Die meisten anderen Wohlfahrtsverbände waren in der NSV aufgegangen, in der Nationalsozialistischen Volkswohlfahrt.
Ein NSV-Kindergarten für Rössing
Die Nationalsozialistische Volkswohlfahrt, kurz NSV genannt, stellte am 17. Mai 1938 eine Gemeindeschwester ein und richtete in Rössing den ersten Kindergarten ein, der von Frl. Hövermann geleitet wurde, die später Herrn Bormann heiratete. Der Kindergarten wurde in einem behelfsmäßigen Flachbau am ehemaligen Karussellplatz, an der Ecke Leinkamp und Kirchstraße untergebracht. Einige ältere Rössinger, die ihn als Kinder selbst besucht haben, können sich noch daran erinnern. Das Gebäude wurde später abgerissen.

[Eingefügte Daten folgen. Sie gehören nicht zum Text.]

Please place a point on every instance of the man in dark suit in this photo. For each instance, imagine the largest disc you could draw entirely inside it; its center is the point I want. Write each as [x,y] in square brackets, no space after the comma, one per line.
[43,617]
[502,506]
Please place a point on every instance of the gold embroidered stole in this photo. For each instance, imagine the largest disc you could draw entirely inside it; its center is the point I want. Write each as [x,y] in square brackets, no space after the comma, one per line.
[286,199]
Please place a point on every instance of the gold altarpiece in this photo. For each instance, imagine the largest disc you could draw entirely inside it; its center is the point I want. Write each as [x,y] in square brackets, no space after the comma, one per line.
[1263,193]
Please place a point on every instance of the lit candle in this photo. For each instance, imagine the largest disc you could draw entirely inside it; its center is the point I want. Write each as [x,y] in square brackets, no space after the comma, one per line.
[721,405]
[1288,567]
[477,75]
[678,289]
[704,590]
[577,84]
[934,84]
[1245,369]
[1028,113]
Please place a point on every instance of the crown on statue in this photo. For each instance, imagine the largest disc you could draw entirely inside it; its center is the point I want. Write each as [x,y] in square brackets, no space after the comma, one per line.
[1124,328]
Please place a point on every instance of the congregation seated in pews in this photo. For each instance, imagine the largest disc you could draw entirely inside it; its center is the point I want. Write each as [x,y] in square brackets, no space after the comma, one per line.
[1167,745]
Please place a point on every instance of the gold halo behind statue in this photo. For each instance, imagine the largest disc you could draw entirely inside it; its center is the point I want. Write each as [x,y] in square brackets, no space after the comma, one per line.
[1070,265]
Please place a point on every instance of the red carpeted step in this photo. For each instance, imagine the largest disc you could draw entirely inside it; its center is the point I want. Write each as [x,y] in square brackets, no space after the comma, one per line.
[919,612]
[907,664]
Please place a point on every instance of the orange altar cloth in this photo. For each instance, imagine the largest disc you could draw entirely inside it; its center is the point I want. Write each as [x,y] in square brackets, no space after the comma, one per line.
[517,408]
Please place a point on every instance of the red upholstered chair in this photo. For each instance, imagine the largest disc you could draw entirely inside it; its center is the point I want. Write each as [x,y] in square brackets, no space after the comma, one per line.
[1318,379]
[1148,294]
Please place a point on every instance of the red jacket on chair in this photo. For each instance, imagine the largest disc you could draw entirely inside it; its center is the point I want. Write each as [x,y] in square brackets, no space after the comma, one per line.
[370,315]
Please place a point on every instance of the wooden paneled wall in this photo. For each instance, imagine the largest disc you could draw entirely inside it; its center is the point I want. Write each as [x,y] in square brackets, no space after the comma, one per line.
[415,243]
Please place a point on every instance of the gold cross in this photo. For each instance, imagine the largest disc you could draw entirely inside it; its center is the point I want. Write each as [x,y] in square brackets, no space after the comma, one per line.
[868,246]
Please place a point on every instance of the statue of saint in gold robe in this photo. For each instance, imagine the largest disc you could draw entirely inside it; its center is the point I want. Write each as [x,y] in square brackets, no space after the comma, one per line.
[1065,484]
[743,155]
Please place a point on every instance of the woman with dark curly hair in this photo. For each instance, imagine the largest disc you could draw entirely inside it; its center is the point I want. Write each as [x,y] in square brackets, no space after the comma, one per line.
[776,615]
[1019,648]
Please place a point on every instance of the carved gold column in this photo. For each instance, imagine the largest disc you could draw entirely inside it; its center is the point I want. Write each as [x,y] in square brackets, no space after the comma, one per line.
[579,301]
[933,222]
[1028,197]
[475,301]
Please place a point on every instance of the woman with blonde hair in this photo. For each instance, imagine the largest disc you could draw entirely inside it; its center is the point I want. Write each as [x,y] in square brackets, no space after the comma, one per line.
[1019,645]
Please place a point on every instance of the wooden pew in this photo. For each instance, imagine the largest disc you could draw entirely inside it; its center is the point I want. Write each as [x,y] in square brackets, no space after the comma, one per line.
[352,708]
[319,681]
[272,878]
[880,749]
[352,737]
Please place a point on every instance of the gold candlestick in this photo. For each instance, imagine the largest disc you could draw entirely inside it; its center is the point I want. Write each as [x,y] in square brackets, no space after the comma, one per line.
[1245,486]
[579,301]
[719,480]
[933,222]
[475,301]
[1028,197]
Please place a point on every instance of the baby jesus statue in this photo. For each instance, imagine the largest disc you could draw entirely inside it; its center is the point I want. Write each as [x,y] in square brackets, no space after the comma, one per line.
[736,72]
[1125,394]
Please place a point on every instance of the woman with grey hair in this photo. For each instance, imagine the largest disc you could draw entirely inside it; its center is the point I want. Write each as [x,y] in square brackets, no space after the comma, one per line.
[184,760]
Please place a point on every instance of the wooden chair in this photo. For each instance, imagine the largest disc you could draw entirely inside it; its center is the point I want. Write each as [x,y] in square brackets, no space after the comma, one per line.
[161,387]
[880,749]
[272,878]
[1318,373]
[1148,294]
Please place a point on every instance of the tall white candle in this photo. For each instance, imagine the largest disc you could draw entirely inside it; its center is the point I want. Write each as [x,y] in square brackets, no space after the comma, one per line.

Aber für Veranstaltungen wurde ab 1.April 1944 der Saal bei Willenbrink, ehemals Gasthaus Heise, später Hübner angemietet und zwar für 2 Pfennig pro qm und Tag. Die NSV-Kreisleitung zahlte davon 60, die Gemeindeverwaltung 40 und die Ortsgruppe der NSDAP 20 RM pro Monat. Kassenwart für die NSV Ortsgruppe war Herr Eber, der Vater von Herrn Prof. Wolfgang Eber, der seine Kindheit in Rössing verlebt hat und sehr viel Anteil an unserer Arbeit nimmt und sie auch schon finanziell unterstützt hat. Sein Vater war städtischer Angestellter in Hannover, musste aber, da er kein Parteigenosse war, irgendeiner NS-Organisation beitreten. Er entschied sich für die NSV, wurde Kassenverwalter und musste nach dem Krieg ein langwieriges Entnazifizierungsverfahren über sich ergehen lassen, bei dem 1946 der damalige Bürgermeister Böllersen und die Lehrerin Frl. Flüggen als Entlastungszeugen für ihn gutsagten, dass er sich unermüdlich für die hiesigen Flüchtlinge eingesetzt habe. Die NS-Volkswohlfahrt kümmerte sich während des Krieges um die Evakuierten und Ausgebombten und später um die Flüchtlinge aus dem Osten und organisierte deren Unterbringung und Verpflegung und war ein gut funktionierendes Organ. Mit Kriegsende verschwand auch der Kindergarten wieder und erst 1971 wurde ein Kinderspielkreis und 1994 ein neuer Kindergarten gegründet.
NS-Propaganda für Kinder
Schon die Kinder wurden im Dritten Reich mit der NS-Ideologie massiv berieselt nach dem Motto: Wer die Jugend hat, hat die Zukunft.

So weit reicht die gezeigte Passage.